对于nextflow管道,我想读入一个包含五列的CSV文件:
sample1,path/normal_R1.fastq,path/normal_R2.fastq,path/tumor_R1.fastq,path/tumor_R2.fastq
sample2,path/normal_R1.fastq,path/normal_R2.fastq,path/tumor_R1.fastq,path/tumor_R2.fastq
我在文件中读取,创建一个linkedHashMap。对于每个元素,我想运行几个过程。
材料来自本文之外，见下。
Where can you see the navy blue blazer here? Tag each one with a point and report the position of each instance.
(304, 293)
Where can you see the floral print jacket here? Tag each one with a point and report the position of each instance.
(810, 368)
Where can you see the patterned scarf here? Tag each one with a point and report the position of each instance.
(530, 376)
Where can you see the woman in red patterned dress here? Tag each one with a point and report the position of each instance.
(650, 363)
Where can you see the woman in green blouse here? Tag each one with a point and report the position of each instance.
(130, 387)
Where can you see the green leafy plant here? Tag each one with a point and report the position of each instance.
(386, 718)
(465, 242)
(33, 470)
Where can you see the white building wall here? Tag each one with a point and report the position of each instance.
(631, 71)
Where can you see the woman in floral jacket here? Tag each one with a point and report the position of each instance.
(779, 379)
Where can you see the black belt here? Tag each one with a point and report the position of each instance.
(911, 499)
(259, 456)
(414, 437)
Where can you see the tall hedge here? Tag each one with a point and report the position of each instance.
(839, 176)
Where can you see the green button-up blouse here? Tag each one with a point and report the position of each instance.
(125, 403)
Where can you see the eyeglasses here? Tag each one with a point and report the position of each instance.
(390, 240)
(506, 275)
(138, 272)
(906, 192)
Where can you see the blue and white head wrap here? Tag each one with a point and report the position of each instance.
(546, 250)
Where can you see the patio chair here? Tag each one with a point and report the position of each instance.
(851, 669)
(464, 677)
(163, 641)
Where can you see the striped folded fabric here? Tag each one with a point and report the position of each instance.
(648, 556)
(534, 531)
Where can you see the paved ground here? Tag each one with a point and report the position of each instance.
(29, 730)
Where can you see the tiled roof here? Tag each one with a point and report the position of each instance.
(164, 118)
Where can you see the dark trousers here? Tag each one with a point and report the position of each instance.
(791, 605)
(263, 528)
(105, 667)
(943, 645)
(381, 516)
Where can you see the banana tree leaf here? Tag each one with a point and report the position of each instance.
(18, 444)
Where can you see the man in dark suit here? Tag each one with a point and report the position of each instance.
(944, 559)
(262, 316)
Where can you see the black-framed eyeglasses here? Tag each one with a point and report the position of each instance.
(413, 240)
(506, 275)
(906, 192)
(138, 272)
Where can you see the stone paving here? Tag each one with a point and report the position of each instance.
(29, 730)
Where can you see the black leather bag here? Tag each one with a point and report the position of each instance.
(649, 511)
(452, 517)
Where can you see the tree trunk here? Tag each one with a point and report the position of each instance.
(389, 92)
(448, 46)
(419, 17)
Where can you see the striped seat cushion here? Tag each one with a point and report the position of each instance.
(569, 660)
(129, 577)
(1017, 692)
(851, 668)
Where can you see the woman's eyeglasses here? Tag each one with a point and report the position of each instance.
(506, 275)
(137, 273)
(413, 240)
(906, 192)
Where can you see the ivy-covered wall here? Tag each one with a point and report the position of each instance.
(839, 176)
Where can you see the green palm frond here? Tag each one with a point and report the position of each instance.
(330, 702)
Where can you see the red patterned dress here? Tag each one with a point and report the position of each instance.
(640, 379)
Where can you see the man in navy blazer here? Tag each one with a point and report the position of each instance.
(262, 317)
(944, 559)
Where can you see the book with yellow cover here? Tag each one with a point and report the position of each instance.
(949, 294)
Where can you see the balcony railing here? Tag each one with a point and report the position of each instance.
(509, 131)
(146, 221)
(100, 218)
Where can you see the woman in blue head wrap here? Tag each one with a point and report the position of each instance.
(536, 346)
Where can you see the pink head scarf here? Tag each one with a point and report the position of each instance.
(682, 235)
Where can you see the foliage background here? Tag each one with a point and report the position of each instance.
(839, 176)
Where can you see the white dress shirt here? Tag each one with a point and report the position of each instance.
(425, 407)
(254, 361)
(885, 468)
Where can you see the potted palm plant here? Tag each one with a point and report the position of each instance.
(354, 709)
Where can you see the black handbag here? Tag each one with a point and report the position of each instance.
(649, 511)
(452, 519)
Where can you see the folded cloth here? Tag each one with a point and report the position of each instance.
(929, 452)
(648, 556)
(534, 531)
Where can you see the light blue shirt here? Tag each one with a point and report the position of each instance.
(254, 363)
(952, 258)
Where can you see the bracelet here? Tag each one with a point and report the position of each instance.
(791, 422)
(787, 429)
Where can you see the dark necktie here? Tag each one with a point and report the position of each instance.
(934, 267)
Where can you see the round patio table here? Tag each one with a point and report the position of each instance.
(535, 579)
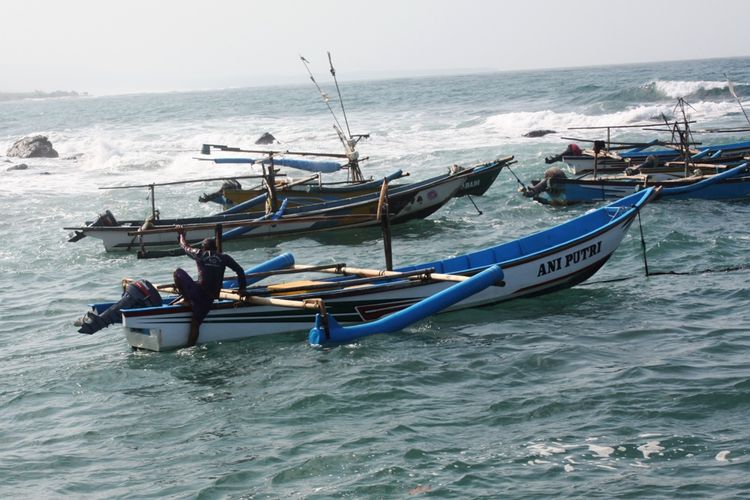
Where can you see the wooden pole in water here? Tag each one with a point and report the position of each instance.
(153, 202)
(385, 222)
(219, 232)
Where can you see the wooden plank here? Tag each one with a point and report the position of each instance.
(391, 274)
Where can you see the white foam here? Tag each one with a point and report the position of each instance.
(544, 450)
(722, 456)
(682, 88)
(602, 451)
(650, 448)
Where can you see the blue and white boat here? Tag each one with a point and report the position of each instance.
(553, 259)
(730, 184)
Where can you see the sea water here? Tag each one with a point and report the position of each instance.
(626, 386)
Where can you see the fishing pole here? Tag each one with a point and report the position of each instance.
(517, 179)
(341, 99)
(732, 91)
(326, 97)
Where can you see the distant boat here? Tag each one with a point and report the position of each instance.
(415, 201)
(314, 190)
(729, 184)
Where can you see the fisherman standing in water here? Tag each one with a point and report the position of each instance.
(201, 294)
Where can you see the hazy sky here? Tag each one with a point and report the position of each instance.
(101, 46)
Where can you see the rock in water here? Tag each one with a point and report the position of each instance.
(266, 139)
(539, 133)
(33, 147)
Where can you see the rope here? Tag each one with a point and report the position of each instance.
(739, 267)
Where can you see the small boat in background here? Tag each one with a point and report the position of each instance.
(415, 201)
(557, 189)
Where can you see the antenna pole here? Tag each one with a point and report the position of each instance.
(325, 96)
(731, 89)
(341, 100)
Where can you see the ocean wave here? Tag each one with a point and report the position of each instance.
(517, 123)
(683, 88)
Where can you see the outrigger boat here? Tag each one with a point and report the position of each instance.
(608, 157)
(418, 200)
(729, 184)
(554, 259)
(312, 190)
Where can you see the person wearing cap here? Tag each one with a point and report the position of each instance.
(202, 293)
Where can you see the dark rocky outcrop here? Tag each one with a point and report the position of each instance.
(266, 138)
(539, 133)
(37, 146)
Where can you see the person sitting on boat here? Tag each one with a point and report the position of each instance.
(201, 294)
(571, 150)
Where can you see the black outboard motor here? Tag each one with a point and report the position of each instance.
(544, 184)
(139, 293)
(571, 150)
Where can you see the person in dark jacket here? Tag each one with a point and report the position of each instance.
(202, 293)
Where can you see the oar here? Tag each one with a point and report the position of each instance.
(355, 218)
(190, 181)
(327, 330)
(206, 149)
(359, 271)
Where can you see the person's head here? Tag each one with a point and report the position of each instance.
(209, 245)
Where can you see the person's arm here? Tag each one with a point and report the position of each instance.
(232, 264)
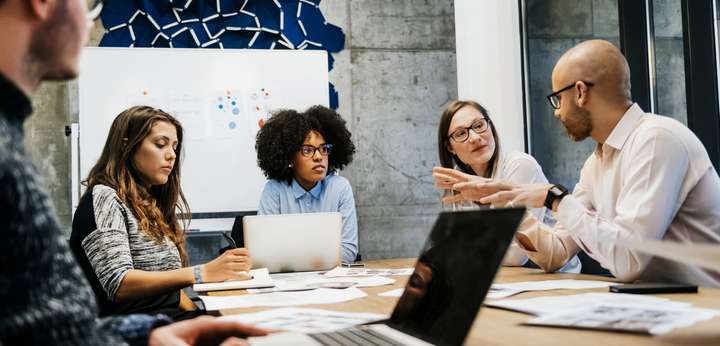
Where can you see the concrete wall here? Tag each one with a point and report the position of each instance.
(397, 71)
(553, 26)
(395, 75)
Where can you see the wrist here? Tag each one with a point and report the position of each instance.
(198, 272)
(555, 194)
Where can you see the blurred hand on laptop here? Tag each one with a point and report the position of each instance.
(233, 264)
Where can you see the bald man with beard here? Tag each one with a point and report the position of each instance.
(649, 178)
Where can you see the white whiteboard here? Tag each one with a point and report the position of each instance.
(198, 86)
(489, 63)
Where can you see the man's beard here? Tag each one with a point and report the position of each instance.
(578, 125)
(50, 45)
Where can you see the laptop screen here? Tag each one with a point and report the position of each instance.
(453, 274)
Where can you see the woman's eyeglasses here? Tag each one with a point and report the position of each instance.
(461, 134)
(309, 150)
(94, 8)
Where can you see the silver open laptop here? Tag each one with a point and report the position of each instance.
(442, 297)
(293, 242)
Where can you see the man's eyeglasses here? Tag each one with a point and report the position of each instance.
(94, 8)
(554, 98)
(461, 134)
(309, 150)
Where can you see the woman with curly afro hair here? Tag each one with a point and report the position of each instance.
(300, 154)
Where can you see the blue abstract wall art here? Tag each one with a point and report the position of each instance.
(256, 24)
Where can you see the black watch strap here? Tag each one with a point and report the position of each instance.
(555, 192)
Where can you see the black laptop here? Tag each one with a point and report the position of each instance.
(443, 295)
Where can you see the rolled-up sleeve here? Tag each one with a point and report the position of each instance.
(349, 220)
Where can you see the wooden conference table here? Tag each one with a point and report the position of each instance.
(500, 327)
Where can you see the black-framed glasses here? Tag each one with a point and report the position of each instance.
(94, 9)
(461, 134)
(554, 98)
(309, 150)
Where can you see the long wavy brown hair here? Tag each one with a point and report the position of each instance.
(450, 160)
(159, 208)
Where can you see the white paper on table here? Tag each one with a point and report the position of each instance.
(555, 304)
(260, 278)
(303, 320)
(318, 281)
(506, 290)
(393, 293)
(643, 319)
(295, 275)
(318, 296)
(702, 255)
(339, 271)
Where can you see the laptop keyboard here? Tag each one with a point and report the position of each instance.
(354, 336)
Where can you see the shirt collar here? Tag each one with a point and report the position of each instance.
(13, 102)
(299, 191)
(619, 135)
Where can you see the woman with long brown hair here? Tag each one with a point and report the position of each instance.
(469, 150)
(126, 232)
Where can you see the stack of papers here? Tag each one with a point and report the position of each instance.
(626, 318)
(318, 281)
(392, 293)
(317, 296)
(352, 272)
(303, 320)
(511, 289)
(506, 290)
(608, 311)
(260, 278)
(548, 305)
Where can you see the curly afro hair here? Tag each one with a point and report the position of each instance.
(285, 132)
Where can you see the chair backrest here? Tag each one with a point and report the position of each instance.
(237, 230)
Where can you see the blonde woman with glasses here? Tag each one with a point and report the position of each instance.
(469, 150)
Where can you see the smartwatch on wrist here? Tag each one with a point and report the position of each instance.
(198, 274)
(556, 192)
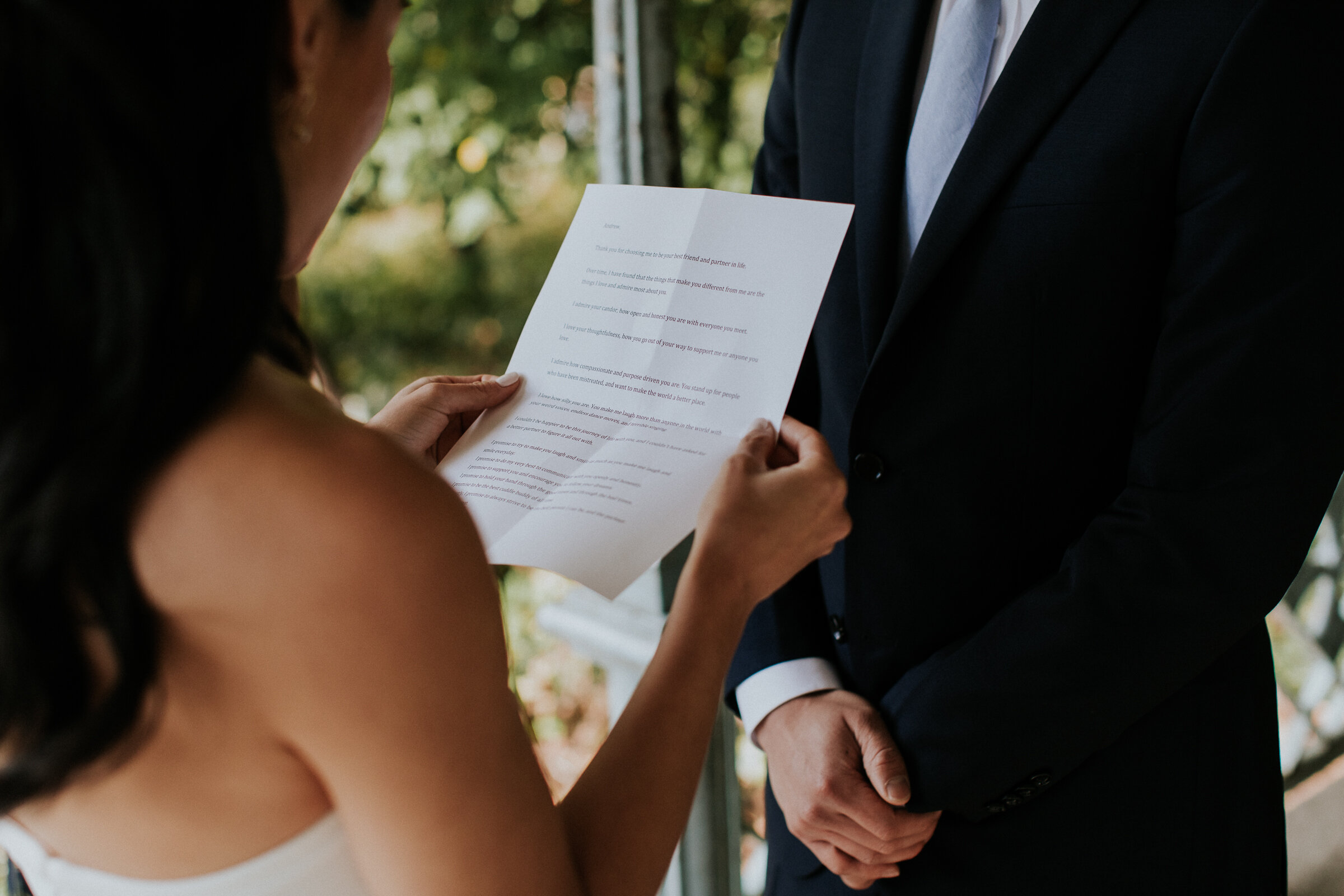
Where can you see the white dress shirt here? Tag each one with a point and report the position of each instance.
(774, 685)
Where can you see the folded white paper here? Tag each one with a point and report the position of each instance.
(670, 321)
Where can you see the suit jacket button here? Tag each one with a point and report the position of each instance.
(867, 466)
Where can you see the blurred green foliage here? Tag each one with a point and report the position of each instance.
(451, 223)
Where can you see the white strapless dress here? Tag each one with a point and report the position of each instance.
(316, 863)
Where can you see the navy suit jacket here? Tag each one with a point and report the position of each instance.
(1100, 418)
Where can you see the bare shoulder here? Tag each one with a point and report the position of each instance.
(281, 496)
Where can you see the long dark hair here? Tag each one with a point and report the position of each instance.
(142, 227)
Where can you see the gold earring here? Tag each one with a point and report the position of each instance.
(303, 105)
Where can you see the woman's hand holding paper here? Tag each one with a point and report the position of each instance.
(429, 416)
(776, 507)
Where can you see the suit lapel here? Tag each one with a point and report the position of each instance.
(1063, 42)
(882, 128)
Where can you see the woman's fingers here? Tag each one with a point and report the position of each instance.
(464, 398)
(431, 414)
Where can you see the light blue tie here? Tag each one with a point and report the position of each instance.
(948, 106)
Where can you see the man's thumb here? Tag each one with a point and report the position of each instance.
(760, 441)
(884, 765)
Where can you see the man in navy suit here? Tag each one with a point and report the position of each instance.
(1080, 358)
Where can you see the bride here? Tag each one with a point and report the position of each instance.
(249, 647)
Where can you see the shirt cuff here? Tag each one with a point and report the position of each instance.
(776, 685)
这些过程在没有CSV迭代的情况下一直工作得很好,因为它们是由肿瘤文件通道和正常文件通道提供的。
当我用CSV编辑代码时,我得到的错误是:
流程'FASTP'已被使用--如果您需要重用相同的组件,请使用不同的名称将其包括在内,或者将其包括在不同的工作流上下文中
下面是代码:
include { FASTP} from './fastp_process.nf'
include {bwa_index} from './index_process.nf'
include { align_bwa_mem} from './bwamem_process_already_index.nf'
include { gatk_markduplicates} from './gatk_markduplicates_process.nf'
include {setupnmdtags} from './setupnmdtags_process.nf'
include { recalibrate_bam } from './recalibratebam_process.nf'
include { applybqsr } from './applybqsr_process.nf'
include { mutect2 } from './mutect2_process.nf'
include { lancet } from './lancet_process.nf'
include { manta } from './manta_process.nf'
include { strelka } from './strelka_process.nf'
include { gatk_merge_vcfs } from './gatk_merge_vcfs.nf'
workflow {
def csvFile = file("input_nextflow_files.csv")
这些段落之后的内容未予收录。